De cara, diria que foi a coragem e a ousadia. A Mercedes é uma pessoa que não tem medo de enfrentar, de arriscar, de procurar o novo. Ao mesmo tempo, é uma pessoa curiosa, quase de um jeito infantil. Ela não tem preconceitos, é aberta a tudo. A Mercedes não julga. Achei essa mistura muito atraente.

E embora apareça relativamente pouco no filme, a Mercedes é uma personagem muito consistente. Partindo disso, gostaria de sabia como funciona o seu método de composição. Você idealiza outros aspectos que não aqueles que aparecem em cena?
Fico muito feliz que você tenha percebido dessa forma, pois realmente é um dos meus objetivos. Todo personagem tem uma vida e nos filmes acompanhamos apenas um momento dessa vida. É sempre meu objetivo criar uma existência caprichada. Embora seja mais trabalhoso, para mim isso é divertido também. Com isso ganho uma coisa muito abundante dos personagens, tenho o que utilizar em cena. Por exemplo, qual é a cor favorita da Mercedes? Isso nem aparece, mas me diverte e traz uma riqueza. Primeiramente, o filme tinha até mais cenas comigo. Coisas de cinema, claro. E esse roteiro era muito rico, havia muitas coisas acontecendo. Meu processo começa pelo aspecto físico, pois isso me inspira. Gosto de me afastar do meu corpo cotidiano. Mergulho tão intimamente nos personagens que, se tem algo de diferente, no corpo, no visual, que o distancia de mim, curto essa tensão. Precisamos encontrar um cabelo, por exemplo. Não sei se na versão final dá para perceber isto bem, mas a Mercedes dá aulas de pole dance em ONGs pelo mundo todo, parando sempre onde há uma taxa muito grande de violência contra as mulheres.

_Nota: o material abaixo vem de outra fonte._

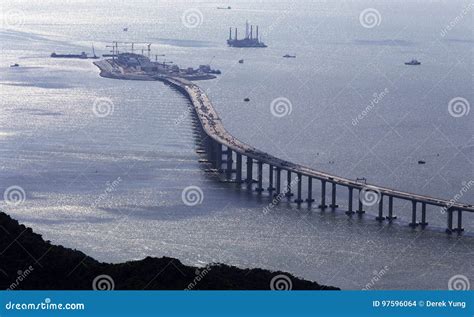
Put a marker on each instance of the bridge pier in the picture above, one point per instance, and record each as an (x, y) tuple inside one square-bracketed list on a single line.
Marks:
[(218, 153), (413, 222), (249, 179), (459, 229), (380, 216), (360, 207), (449, 229), (210, 153), (349, 208), (323, 195), (238, 172), (278, 189), (390, 209), (229, 164), (270, 179), (310, 199), (288, 185), (333, 196), (298, 200), (259, 188), (423, 222)]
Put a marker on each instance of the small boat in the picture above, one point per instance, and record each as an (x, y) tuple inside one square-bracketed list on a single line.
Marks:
[(413, 62)]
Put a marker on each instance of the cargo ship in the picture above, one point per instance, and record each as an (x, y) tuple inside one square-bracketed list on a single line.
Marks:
[(83, 55), (248, 41)]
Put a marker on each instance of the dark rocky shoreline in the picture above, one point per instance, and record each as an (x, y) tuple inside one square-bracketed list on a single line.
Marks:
[(27, 262)]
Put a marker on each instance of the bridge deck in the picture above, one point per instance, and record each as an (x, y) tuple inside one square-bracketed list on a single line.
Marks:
[(214, 128)]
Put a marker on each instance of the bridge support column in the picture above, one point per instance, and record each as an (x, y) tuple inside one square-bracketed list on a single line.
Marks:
[(310, 199), (288, 185), (249, 179), (229, 164), (423, 222), (323, 195), (238, 174), (260, 177), (333, 204), (390, 209), (459, 229), (270, 179), (349, 208), (278, 189), (211, 153), (449, 229), (413, 222), (218, 153), (380, 216), (360, 208), (298, 200)]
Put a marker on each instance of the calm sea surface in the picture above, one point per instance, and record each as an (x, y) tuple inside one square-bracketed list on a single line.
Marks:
[(111, 186)]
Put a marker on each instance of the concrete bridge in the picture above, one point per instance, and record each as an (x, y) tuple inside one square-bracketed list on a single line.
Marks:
[(215, 138)]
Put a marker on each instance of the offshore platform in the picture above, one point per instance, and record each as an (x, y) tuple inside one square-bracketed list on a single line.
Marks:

E aí deve ter tido uma preparação especial, não?
Claro. Pensei: para dar aula de pole dance, preciso ser muito forte. E tem isso de ela fazer essas interferências urbanas carimbando monumentos. A Mercedes precisa ter um corpo forte. Sou forte, mas magre (risos). Falei com a produção sobre a possibilidade de treinar diariamente numa academia. Eles arrumaram uma lugar maravilhoso, onde eu e o Matheus Nachtergaele treinávamos. Aliás, tenho vários vídeos divertidos dessa época (risos). Depois de uns dias, percebi que estava apenas perdendo peso, por conta da carga de exercícios e do calor. Entendi que era preciso mudar a alimentação. E assim fui criando essa vida. Mas, sabia desde o princípio que precisava ser algo bem sensorial. Não fico demais na psicologia da personagem. Por exemplo, não me interessa tanto o que aconteceu na infância dela. Penso muito em termos sensoriais e emotivos. Trouxe coisas da Alemanha para compor o figurino da incrível Joana Gatis, principalmente adesivos, coisas políticas. Eu tinha uma mochila cheia. E isso me enriquece, por mais que não apareça no filme. O cenário ajudou muito. Um trabalho de arte incrível. A Renata Pinheiro já tem esse cuidado e a Karen Araújo fez um trabalho excepcional. Nos ajudou muito atuar nesse ferro velho repleto de detalhes.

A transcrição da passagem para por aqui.